Día 24 de confinamiento Covid-19

Me preparo un café y salgo a la terraza para disfrutar de los diez minutos de sol que hoy nos regala esta esquiva naturaleza primaveral. El sol está muy caro últimamente.

Me asomo al exterior y veo la calle vacía, como cada día. Hoy hay algo anómalo, en mitad del desolado espacio aparece una gallina que se pasea ajena a todo. La sigo curioso con la mirada y veo que tiene un comportamiento repetitivo, como hacen normalmente las personas, perdón digo las gallinas. Entra y sale del espacio abierto que hay entre su corral y la calle peatonal de la misma manera que si estuviese totalmente enjaulada, cuando podría hacer lo que quisiera.

La finca que está al lado del edificio en el que habitamos tiene un gallinero. Ahora está en medio del pueblo, aunque oficialmente seamos una ciudad. Este gallinero se remonta a antes de que el fervor urbanístico cambiara para siempre la arquitectura comunal del barrio. Se ha quedado como una reliquia de lo que debió ser, años atrás, las afueras. Sigue teniendo esa asignación tanto en el ideario popular como en la nomenclatura oficial del callejero, es «L’horta vella».

El gallinero, en este caso el señor que las atiende, se suele dar una vuelta a diario para atender a sus animales. Deja salir a las gallinas para que campeen libres mientras limpia, recoge los huevos (varias docenas), prepara el alimento y disfruta de su compañía. De vez en cuando disfruta de algo más y alguna acaba consustanciando un caldo, guiso o similar. Pero es que da gusto verlas.

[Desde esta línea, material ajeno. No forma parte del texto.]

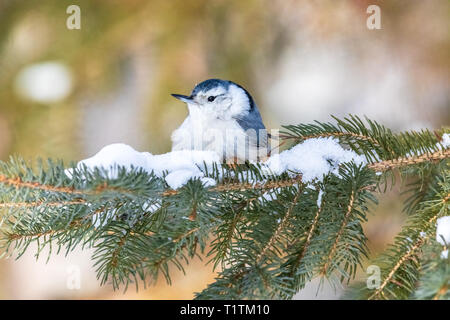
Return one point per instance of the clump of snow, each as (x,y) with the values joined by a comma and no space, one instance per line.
(313,158)
(443,230)
(319,198)
(180,166)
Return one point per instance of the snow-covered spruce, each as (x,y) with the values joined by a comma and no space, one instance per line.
(313,159)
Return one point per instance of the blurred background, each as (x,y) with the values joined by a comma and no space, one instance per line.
(67,93)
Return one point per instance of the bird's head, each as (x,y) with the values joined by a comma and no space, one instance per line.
(221,99)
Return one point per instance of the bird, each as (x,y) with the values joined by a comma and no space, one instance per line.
(223,117)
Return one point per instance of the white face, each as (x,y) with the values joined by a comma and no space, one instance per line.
(221,103)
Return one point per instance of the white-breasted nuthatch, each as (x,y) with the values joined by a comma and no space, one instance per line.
(223,117)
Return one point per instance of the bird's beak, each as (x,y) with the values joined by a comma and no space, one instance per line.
(183,98)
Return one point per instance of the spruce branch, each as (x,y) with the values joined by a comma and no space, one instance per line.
(270,233)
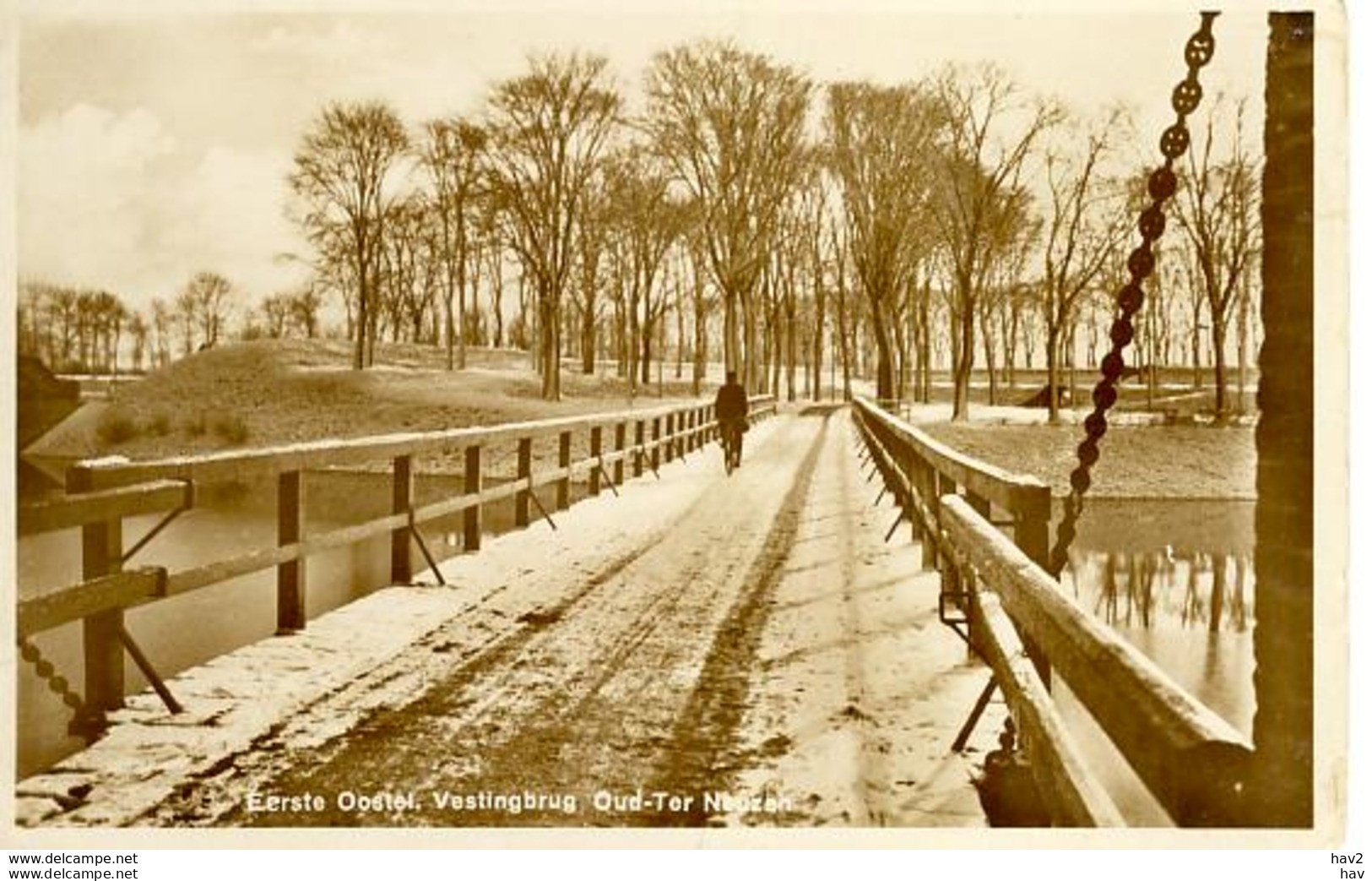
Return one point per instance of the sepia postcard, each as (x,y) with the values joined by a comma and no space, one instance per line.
(717,424)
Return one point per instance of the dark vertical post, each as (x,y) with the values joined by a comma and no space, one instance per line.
(102,552)
(402,498)
(290,530)
(1280,792)
(564,460)
(1035,509)
(472,486)
(929,541)
(619,448)
(596,468)
(523,470)
(943,486)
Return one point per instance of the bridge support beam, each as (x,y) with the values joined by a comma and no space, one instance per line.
(564,460)
(290,530)
(472,486)
(402,500)
(597,437)
(619,448)
(102,553)
(524,467)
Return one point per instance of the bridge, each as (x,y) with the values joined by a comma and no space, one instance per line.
(812,639)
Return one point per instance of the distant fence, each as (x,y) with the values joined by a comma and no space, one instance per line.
(996,592)
(102,494)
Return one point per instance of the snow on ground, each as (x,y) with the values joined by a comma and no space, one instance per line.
(746,645)
(860,689)
(355,650)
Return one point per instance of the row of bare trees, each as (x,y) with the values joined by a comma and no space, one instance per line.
(943,221)
(79,329)
(740,213)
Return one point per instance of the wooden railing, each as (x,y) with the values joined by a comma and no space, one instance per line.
(1024,626)
(103,493)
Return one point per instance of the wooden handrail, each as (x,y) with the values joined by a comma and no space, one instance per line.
(127,494)
(1191,759)
(234,464)
(83,508)
(1071,795)
(89,597)
(1010,492)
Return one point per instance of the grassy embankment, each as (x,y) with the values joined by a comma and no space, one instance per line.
(285,391)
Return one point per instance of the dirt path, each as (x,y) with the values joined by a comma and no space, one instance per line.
(636,679)
(755,661)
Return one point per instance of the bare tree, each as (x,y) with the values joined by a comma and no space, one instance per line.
(548,131)
(647,222)
(1218,210)
(340,176)
(452,154)
(878,143)
(980,177)
(1082,232)
(208,305)
(731,124)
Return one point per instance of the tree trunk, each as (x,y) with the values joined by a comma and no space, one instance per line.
(1222,401)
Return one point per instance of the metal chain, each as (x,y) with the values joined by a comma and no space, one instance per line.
(1163,184)
(58,685)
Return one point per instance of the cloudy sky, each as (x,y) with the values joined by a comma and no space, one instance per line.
(155,143)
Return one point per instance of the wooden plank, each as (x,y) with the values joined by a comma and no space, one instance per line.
(597,439)
(472,486)
(81,508)
(402,498)
(333,453)
(1191,759)
(263,559)
(524,460)
(1071,793)
(102,555)
(1007,490)
(290,530)
(564,460)
(88,599)
(618,457)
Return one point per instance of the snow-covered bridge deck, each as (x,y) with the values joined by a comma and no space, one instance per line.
(746,645)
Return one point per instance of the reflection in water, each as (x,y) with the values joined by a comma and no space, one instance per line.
(1191,612)
(1187,589)
(191,628)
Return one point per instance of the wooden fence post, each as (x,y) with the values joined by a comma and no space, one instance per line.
(929,540)
(402,500)
(596,468)
(564,460)
(619,448)
(523,470)
(1032,537)
(472,486)
(290,530)
(102,552)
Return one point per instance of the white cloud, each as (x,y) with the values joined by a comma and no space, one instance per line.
(113,201)
(79,215)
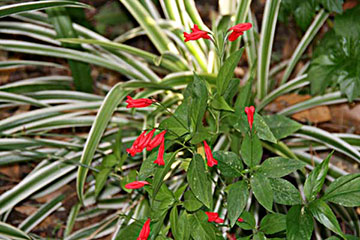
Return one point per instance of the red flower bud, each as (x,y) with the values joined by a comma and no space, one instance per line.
(156,141)
(145,231)
(134,148)
(214,217)
(196,34)
(250,114)
(138,103)
(136,184)
(160,158)
(145,140)
(211,161)
(238,30)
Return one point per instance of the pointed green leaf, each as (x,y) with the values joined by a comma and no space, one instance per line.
(279,167)
(262,190)
(273,223)
(199,181)
(251,150)
(284,192)
(237,199)
(323,213)
(299,224)
(344,191)
(229,163)
(316,179)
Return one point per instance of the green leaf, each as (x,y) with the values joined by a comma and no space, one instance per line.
(191,203)
(323,213)
(344,191)
(281,126)
(237,199)
(201,228)
(131,231)
(299,224)
(304,14)
(259,236)
(8,231)
(279,167)
(284,192)
(316,179)
(103,116)
(262,190)
(333,5)
(219,103)
(248,221)
(348,24)
(229,164)
(9,9)
(196,96)
(251,150)
(273,223)
(199,181)
(105,169)
(262,129)
(227,71)
(161,172)
(180,227)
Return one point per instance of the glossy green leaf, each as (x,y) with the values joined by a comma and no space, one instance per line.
(316,179)
(279,167)
(262,129)
(102,119)
(8,231)
(273,223)
(219,103)
(105,169)
(251,150)
(229,163)
(248,222)
(237,199)
(227,71)
(284,192)
(262,190)
(323,213)
(196,96)
(191,203)
(344,191)
(199,181)
(201,228)
(333,5)
(281,126)
(299,224)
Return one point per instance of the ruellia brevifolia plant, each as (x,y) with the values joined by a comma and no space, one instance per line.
(184,149)
(261,201)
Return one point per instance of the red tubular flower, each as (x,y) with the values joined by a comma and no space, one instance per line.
(145,140)
(138,103)
(156,141)
(250,114)
(196,34)
(238,30)
(214,217)
(240,220)
(136,184)
(145,231)
(211,161)
(134,148)
(160,158)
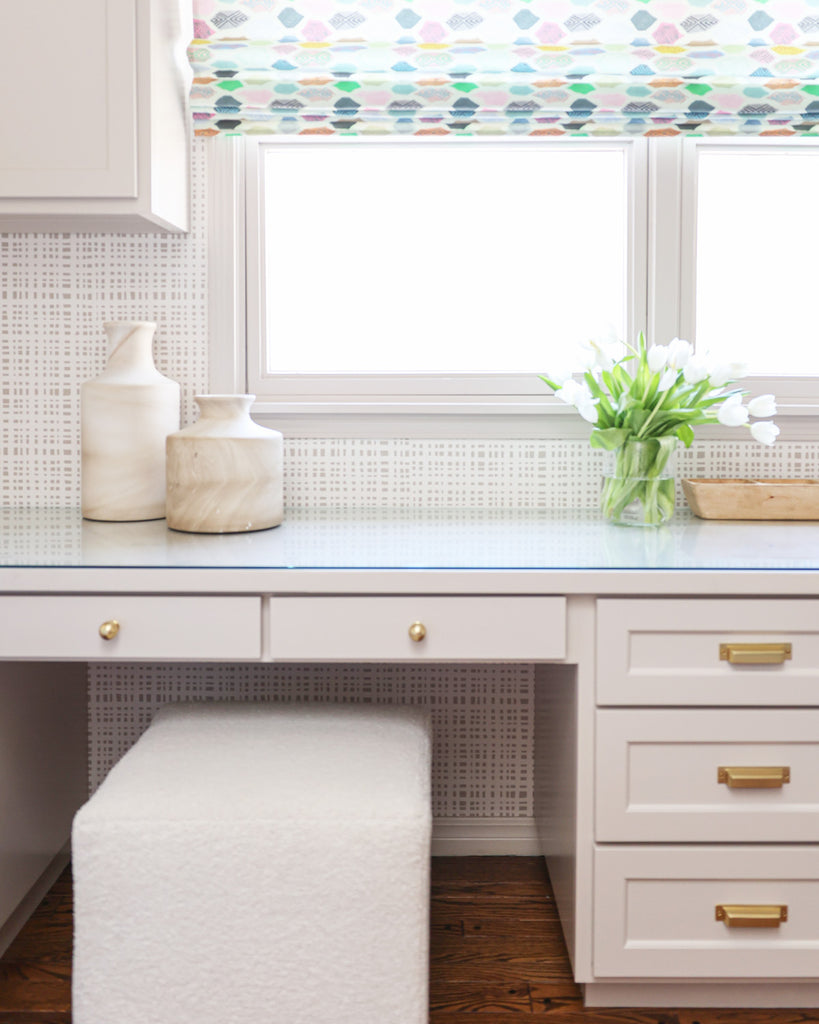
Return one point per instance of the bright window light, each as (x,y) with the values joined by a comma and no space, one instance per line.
(758,221)
(474,258)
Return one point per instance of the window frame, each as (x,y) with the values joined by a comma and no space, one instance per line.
(661,281)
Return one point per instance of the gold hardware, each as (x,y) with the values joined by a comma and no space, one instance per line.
(110,629)
(417,632)
(755,653)
(753,778)
(752,915)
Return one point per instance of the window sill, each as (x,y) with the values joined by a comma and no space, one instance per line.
(479,420)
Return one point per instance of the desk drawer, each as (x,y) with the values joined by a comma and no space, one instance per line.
(377,629)
(669,651)
(66,628)
(655,911)
(658,775)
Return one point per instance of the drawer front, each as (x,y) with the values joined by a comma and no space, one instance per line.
(655,911)
(474,629)
(669,652)
(658,775)
(65,628)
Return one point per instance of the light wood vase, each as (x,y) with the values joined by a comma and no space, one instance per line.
(127,413)
(224,472)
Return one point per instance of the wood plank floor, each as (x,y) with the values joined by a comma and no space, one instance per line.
(497,950)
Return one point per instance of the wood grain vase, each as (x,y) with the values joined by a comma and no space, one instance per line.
(126,414)
(224,472)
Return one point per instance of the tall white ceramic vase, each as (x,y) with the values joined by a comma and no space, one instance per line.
(127,413)
(224,471)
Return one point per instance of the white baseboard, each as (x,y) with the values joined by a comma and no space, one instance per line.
(484,837)
(32,900)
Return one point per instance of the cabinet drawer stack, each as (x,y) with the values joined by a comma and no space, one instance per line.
(706,790)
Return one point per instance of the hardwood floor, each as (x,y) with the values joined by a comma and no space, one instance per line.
(497,950)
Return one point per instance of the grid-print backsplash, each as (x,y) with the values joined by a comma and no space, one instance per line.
(480,716)
(56,291)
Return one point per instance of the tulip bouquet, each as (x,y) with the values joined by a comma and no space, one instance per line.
(641,404)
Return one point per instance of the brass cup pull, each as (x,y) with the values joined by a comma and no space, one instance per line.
(751,915)
(738,777)
(110,629)
(755,653)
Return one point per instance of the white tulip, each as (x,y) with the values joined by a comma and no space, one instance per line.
(657,357)
(763,406)
(765,432)
(680,352)
(696,370)
(667,380)
(721,375)
(732,413)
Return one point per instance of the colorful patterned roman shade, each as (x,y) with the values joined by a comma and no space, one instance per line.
(539,68)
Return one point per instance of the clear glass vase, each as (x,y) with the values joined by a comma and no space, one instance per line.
(639,482)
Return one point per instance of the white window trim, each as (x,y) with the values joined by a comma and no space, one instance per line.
(670,278)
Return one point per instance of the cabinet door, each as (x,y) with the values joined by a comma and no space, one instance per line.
(72,70)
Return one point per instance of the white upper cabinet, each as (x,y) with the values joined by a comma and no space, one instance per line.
(100,134)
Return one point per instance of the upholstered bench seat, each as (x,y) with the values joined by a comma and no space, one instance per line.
(258,864)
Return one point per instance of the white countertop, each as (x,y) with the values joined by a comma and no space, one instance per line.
(331,545)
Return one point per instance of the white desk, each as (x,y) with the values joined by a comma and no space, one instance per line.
(635,713)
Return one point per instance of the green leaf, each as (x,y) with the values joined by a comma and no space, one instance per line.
(686,434)
(609,439)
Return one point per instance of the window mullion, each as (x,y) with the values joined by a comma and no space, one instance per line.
(665,230)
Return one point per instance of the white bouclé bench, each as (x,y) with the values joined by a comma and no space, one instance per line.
(258,863)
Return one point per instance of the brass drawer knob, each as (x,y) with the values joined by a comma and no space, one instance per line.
(747,777)
(751,915)
(755,653)
(110,629)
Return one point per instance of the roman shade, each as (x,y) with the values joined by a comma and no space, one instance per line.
(534,68)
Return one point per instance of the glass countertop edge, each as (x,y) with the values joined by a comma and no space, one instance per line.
(398,540)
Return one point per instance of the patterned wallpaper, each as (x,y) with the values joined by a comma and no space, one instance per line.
(56,290)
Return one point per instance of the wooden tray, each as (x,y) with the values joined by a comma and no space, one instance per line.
(752,499)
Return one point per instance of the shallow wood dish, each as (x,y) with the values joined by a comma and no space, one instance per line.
(752,499)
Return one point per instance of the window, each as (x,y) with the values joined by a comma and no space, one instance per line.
(441,276)
(434,268)
(752,258)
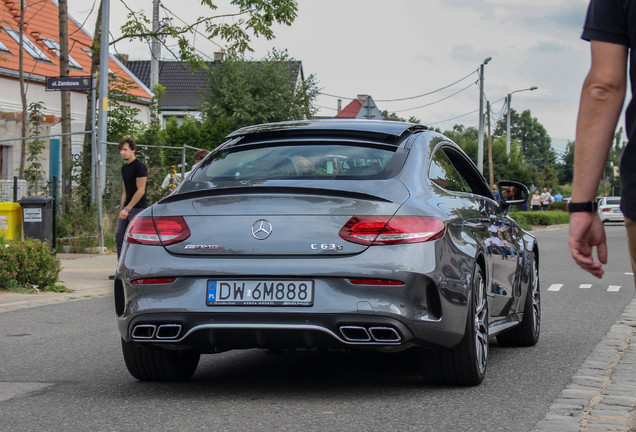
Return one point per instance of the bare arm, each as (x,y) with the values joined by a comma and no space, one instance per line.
(602,99)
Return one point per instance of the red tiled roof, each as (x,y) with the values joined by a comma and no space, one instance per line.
(351,110)
(41,21)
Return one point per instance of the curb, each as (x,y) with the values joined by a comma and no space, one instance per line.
(602,394)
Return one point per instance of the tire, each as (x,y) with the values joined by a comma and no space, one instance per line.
(148,362)
(466,364)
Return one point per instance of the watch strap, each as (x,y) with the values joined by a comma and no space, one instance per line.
(587,207)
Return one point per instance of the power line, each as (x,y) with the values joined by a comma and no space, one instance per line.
(407,98)
(439,100)
(454,118)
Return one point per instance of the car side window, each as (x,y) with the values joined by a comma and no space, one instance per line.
(469,173)
(442,172)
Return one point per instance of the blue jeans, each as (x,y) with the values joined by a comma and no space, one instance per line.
(122,224)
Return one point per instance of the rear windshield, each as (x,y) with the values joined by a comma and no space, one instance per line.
(295,161)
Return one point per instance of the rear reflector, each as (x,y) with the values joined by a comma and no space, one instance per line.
(387,230)
(158,231)
(375,282)
(152,281)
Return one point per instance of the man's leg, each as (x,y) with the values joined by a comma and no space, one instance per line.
(630,225)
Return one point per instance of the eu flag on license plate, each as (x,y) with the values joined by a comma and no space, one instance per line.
(211,290)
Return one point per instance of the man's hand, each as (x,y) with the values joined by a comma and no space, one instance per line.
(587,231)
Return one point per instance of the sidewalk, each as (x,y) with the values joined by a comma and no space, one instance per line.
(86,275)
(600,397)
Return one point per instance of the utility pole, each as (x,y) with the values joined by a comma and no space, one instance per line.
(65,95)
(508,102)
(155,47)
(491,170)
(103,117)
(480,145)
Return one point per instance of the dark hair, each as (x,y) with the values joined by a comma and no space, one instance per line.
(131,143)
(198,156)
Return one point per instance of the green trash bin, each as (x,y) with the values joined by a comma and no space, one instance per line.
(10,221)
(37,218)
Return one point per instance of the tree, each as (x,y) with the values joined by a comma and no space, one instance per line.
(535,143)
(247,16)
(247,92)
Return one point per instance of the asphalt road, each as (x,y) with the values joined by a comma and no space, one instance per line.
(61,369)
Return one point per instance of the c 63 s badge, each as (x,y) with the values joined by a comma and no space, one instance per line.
(326,246)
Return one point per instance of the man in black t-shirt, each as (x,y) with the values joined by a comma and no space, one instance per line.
(610,27)
(133,197)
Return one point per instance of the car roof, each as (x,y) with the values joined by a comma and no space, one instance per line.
(387,131)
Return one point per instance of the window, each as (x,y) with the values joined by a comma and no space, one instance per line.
(443,173)
(29,46)
(323,162)
(3,48)
(55,47)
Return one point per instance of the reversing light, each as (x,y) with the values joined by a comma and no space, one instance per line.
(387,230)
(163,230)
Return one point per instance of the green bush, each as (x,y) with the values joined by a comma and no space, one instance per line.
(541,217)
(28,264)
(560,205)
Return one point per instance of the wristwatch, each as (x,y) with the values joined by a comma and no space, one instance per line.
(588,207)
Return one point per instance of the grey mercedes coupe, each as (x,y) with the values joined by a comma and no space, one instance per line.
(329,234)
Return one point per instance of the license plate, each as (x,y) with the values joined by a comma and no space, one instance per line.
(260,293)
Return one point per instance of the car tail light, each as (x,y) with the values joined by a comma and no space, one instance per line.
(152,281)
(158,231)
(376,282)
(386,230)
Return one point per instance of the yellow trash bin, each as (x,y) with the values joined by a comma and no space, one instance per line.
(10,221)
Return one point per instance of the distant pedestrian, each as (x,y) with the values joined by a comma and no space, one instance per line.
(610,27)
(546,199)
(133,197)
(536,201)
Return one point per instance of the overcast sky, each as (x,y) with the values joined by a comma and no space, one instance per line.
(396,49)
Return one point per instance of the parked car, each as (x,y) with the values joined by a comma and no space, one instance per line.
(609,209)
(330,234)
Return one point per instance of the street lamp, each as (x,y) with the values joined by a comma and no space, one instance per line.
(508,100)
(480,146)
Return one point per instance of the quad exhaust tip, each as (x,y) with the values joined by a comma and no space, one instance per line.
(157,332)
(361,334)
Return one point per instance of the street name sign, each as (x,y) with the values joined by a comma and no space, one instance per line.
(69,83)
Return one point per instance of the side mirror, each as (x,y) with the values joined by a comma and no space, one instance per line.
(512,193)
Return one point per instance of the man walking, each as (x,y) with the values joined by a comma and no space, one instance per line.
(610,27)
(133,197)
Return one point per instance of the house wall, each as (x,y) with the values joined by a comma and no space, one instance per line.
(10,125)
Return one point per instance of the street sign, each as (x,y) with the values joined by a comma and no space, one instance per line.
(69,83)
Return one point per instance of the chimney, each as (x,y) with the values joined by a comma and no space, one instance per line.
(123,58)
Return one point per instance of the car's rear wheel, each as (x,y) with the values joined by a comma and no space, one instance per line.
(527,332)
(466,364)
(151,363)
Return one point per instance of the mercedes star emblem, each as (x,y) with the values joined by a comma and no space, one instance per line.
(261,229)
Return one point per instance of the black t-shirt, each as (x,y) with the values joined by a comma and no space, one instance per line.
(614,21)
(129,173)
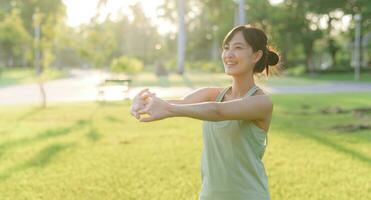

Creo que debe dedicar un tiempo moderadamente amplio a estas atenciones, haciendo de este hobby un buen negocio. Pero creo que en estos días extraños debe hacer lo justo e ir al grano. Que no es otra cosa que ponerles el grano necesario, limpiar y salir disparado de vuelta a casa. Sin olvidar la puesta.

Es posible que sea la razón por la que se ha quedado la pobre gallina fuera del acogedor gallinero. Seguramente ambos se despistaron y el resultado es esta anacrónica situación de querer estar dentro y no poder.

Me pareció que había algo de analogía en la situación en comparación a lo que nos está sucediendo estos días y decidí hacer una foto, así que fui a por la cámara para inmortalizarla. Encuadro, enfoco y justo cuando voy a disparar, la cámara, aparece de la nada un señor montado en una motocicleta como si fuera Mad Max escapando de los malos. Sólo que en lugar de armas rudas y desproporcionadas, era portador de una sofisticada barra de pan. La mascarilla bien podría ser de una de sus películas.

La gallina ha empezado a correr despavorida sintiéndose perseguida por algo que, seguro entendió, no era especialmente amigable, sobre todo porque se dirigía directamente a ella y emitía un ruido poco alentador. Me imagino que ha debido pensar que no estaba preparada para ser empanada. He disparado porque he visto en esta situación una gran ironía del destino.

La gallina está sana y salva, pero ya no se aventura a salir a mitad de la calle y ha perdido la repetitividad de sus acciones, se ha quedado confinada cerca de la puerta de entrada al gallinero, en un rinconcito, a la espera de que llegue su cuidador.

Durante un periodo de tiempo, el que he tardado en acabar el café, que ya se me había enfriado, me he sentido muy identificado con la gallina.